The consequence is not merely "low impact" — it is underpowered: the
deciding subset is too small and noisy for a real effect to clear the
median-of-8 gate, and a "pass" here would more likely be an artefact than
a signal. Combined with the well-documented tendency of form to revert
quickly beyond a few matches (documentation/player-quality.md), the
honest reading is that the current corpus cannot resolve a form effect,
if one exists.
What would change the answer
- A non-Big-5 per-player source (FotMob / soccerdata, per the
pull_fotmob_team_season_stats.pydirection) to extend form coverage past the Big-5 so the offset fires on a representative share of fixtures. - Historical squad snapshots for true point-in-time team membership, removing the current-XI anachronism.
Until both land, more model sophistication on this axis keeps failing the gate — the corpus ceiling, again. The form score stays a display feature; the offset is documented here as a no-ship and left disabled.

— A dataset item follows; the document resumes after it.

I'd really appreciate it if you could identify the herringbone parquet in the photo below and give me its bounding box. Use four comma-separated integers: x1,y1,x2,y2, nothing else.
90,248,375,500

Follow-up (2026-05-30): the coverage ceiling, removed — still a no-ship
The "what would change the answer" prescription above was tested directly. A
non-Big-5 per-player source now exists — scripts/pull_fotmob_player_form.py
pulls FotMob international-competition rating (qualifiers + continental cups +
World Cups, all six confederations) into data/wc2026/player_form_fotmob.csv,
joined to player_id by a name+country crosswalk. build_player_form_intl.py
turns it into the same point-in-time {player_id: {season: delta}} structure
(recent-vs-baseline EWMA on rating), and backtest_form_offset.py gained a
--form-source {club,intl,merged} switch. The coverage ceiling is gone:
teams with point-in-time form rose 41 → 48 (all WC nations), and the
offset's per-match firing rose from ~7–8% to a ~13% median (peak 21%).

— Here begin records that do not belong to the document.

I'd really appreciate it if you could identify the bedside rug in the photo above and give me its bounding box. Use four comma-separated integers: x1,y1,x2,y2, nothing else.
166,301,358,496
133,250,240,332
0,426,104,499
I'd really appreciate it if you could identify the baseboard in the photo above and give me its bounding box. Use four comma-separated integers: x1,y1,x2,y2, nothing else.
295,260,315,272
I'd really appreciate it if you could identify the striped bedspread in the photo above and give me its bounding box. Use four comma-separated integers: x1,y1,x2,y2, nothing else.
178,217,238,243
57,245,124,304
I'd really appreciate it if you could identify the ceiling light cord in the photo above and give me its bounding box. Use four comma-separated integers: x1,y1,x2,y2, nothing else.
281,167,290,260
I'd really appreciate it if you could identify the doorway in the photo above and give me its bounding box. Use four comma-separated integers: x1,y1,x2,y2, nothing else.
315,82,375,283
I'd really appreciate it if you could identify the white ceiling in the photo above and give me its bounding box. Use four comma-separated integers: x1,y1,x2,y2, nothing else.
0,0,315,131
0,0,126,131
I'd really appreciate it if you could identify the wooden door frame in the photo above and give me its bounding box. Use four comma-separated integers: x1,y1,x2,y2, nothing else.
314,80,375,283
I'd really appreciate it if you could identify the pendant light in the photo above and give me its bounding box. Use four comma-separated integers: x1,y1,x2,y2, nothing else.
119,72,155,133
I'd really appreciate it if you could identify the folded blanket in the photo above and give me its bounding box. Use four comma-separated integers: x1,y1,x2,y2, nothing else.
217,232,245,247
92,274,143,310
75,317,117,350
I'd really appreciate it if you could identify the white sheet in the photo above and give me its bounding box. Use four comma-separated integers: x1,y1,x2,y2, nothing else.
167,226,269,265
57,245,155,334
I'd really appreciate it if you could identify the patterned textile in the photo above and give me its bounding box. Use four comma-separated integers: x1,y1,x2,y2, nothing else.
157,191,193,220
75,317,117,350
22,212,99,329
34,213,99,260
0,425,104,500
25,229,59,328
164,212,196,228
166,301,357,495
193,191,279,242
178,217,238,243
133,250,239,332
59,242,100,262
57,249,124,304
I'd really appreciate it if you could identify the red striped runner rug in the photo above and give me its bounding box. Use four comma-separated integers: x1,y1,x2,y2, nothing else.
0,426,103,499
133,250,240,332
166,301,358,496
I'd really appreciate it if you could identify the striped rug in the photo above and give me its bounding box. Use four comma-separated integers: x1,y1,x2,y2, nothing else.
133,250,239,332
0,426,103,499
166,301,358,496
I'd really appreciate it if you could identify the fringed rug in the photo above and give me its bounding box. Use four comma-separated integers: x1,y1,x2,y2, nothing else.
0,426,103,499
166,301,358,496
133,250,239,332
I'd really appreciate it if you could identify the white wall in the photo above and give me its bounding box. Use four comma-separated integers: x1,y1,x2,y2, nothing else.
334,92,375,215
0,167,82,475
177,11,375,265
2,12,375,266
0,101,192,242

It still does not survive. On the same conjunction gate the intl signal
appears to pass (intl-only +27.1bp 8-fold / +17.5bp 16-fold; club stays
α=0/FAIL). But a placebo test (scripts/validate_form_offset.py: fit the
models once, then re-evaluate the gate against the same form timeseries
shuffled across teams — identity broken, distribution preserved) shows the
"pass" is not real:
| 8 folds | 16 folds | |
|---|---|---|
| Real intl Δ Brier | −27.1 bp | −17.5 bp |
| Real ECE Δ | −0.30 pp | +0.09 pp |
| Walks the offset helped | 3 / 8 | 9 / 16 |
| Placebo gate-pass rate | 42 % | 46 % |
| Empirical p (placebos ≥ real) | 0.14 | 0.08 |
Random team↔form assignments clear the gate ~45% of the time, and the real effect sits at p ≈ 0.08–0.14 — not significant, point estimate unstable across fold counts, ECE sign flips, and only about half the walks help. More holdout (8 → 16 folds) did not tighten it.
Two conclusions:
-
Coverage was necessary but not the binding constraint. Removing the Big-5 ceiling moved the offset from "α = 0 optimal" to "marginal but insignificant" — not to a win. The form signal is intrinsically weak (it reverts fast and team strength is already priced by DC/HP/Elo). This refines the original "corpus ceiling" reading: corpus power still binds, but adding form coverage does not unlock a real effect, so this axis is closed. (Cf.
composite-coverage-backfill.md— coverage was not the lever there either.) -
The conjunction gate is too permissive at this holdout size. "Median Brier strictly lower at α = 0.05" is ≈ a coin flip, so the gate alone passes ~45% of noise — the same failure mode that produced the fake gk-offset "+44bp". A placebo / shuffled-form significance check (
validate_form_offset.py) is now the standard guard for any offset gate; seedocumentation/methodology.md("Offset-gate placebo guard").
The FotMob form pull is retained as a display feature (non-Big-5 player current-form, surfaces that show no form today), carrying an explicit "international form" basis label and no model claim — the same descriptive-only treatment as squad cohesion. The offset remains a no-ship.